[llvm-dev] [RFC] GitHub Survey - Please review

Renato Golin via llvm-dev llvm-dev at lists.llvm.org
Fri Aug 19 04:23:17 PDT 2016


Folks,

I've created the survey with the feedback I got on the "Voting" thread
in the llvm-foundation list, and put it here:

https://goo.gl/forms/k4J7M3N7oLNTOlDq2

Apparently, I can't allow people to comment on the form itself. It's
either full permission or nothing. So, I think the best way to do this
is to do a review on the list, with my most sincere apologies to the
anti-spam folks.

For that reason, I have only sent to llvm-dev, and would encourage
people to share privately with colleagues that didn't get it, via
lists, IRC, etc. Let's leave social media out of this, or we risk
having to filter out a lot of spam / trolls and make the whole
exercise moot.

People that have an interest on this question already subscribe to
this list or the IRC channel.


  The Plan

Today it's the 19th, so about the time I promised to put the survey up
for review. From today to the Sep 1st, we'll be filling the form,
trying out the questions, changing the wording, adding new questions,
etc.

If you guys could fill up with some data, see how it feels, and in the
end I'll try to share the bogus results, to see if that's what people
expected.

Around Sep 1st, The GitHub proposal should be finished (we'll have a
common document with both sub-modules and mono-repo explained), and
the survey should also be finished.

Since the survey has some free-text fields, it's less important how
precise is the writing, but we need to get the multiple-choice
questions right, to have a general idea of a "voting" mechanism.

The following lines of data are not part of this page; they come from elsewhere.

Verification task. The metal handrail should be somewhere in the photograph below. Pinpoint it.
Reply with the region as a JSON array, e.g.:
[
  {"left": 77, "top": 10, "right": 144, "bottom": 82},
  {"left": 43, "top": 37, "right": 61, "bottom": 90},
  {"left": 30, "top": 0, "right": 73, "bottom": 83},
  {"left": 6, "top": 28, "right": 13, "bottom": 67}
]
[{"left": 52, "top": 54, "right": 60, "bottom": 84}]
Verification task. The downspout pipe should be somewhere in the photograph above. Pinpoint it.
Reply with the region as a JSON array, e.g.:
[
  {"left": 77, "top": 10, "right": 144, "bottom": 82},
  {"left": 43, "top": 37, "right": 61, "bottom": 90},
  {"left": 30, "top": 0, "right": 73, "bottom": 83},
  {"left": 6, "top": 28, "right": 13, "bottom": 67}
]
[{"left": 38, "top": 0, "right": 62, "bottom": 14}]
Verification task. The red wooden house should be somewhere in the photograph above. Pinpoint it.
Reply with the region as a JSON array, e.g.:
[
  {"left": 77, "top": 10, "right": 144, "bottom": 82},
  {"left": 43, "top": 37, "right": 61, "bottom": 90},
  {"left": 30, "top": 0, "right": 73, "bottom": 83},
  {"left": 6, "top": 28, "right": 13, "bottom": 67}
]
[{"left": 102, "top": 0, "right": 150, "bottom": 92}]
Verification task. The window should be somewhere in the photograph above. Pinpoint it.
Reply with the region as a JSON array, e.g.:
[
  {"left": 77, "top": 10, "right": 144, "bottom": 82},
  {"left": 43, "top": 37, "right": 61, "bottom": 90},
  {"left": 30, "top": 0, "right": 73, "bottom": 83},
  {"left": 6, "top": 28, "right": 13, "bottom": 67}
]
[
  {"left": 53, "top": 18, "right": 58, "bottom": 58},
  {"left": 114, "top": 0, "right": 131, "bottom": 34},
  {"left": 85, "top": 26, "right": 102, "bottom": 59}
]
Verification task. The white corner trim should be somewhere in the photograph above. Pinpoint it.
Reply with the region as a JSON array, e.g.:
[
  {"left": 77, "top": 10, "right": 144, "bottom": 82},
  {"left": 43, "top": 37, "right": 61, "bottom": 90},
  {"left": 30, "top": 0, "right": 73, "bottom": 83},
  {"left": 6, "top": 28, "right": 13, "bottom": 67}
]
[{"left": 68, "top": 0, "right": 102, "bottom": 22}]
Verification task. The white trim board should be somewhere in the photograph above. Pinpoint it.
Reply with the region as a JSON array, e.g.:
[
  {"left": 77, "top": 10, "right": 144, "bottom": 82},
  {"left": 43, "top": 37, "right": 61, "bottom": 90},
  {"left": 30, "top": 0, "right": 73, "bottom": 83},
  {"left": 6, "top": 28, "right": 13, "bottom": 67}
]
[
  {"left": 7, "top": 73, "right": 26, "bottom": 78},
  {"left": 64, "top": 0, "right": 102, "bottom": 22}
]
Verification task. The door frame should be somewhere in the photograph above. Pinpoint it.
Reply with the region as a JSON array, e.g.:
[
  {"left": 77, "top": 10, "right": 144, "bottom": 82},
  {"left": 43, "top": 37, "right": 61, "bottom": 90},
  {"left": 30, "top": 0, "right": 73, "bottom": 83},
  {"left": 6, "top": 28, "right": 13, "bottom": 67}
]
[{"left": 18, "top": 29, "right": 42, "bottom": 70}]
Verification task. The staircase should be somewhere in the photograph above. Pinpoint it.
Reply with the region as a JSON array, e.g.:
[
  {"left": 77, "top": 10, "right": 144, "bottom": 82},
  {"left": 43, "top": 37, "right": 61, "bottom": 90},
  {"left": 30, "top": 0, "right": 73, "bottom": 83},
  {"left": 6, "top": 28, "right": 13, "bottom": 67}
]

My hope is that by Sep 1st, we'll have the GitHub proposal done and
the survey online for real, when I'll wipe out all responses and we'll
start fresh again.


  Design Choices

TL;DR, feel free to ignore this section...

Just FYI, the design choices for the survey were:

1. Request name, email and affiliation to de-duplicate the data. There
is no way to prevent people from responding twice without forcing them
to sign up on Google, which I will most certainly not do.

The identification also helps us to group people by their affiliations
and to have an idea of representation. I'm not expecting everyone on
the same group to have the same opinion, but it will be interesting to
see how they change.

Name and email will not be shared, but affiliation will (should it?).
I'm expecting the free-text descriptions to be very telling to that
respect, so there's no point is hiding it.

2. Gathering people's involvement in LLVM is important. We want to
know how much stake people have in LLVM, so we can weight more the
choices of people with more stake, but weight the same the *opinions*
of everyone.

What I mean by this is that, if most of the core developers feel
strongly towards using Git and a few external developers feel strongly
against, the people that will be using the most will have a higher
weight.

But the technical arguments of the minority is still weighted in the
same way as the vast majority, after all, they're *technical*
arguments and not *opinions*.

3. Separating "moving to Git/Github" from "using
mono-repo/sub-modules" is crucial. We may not get a consensus on the
latter, but we should get it for the former. It'll be much simpler for
a second iteration if we know we're going to use Git and GitHub and I
want to make sure we get this right.

If we have an overwhelmingly positive response to using GitHub, but
we're still divided to use sub-modules or mono-repo, we can close the
"move to Git" question now, and just work on the details later.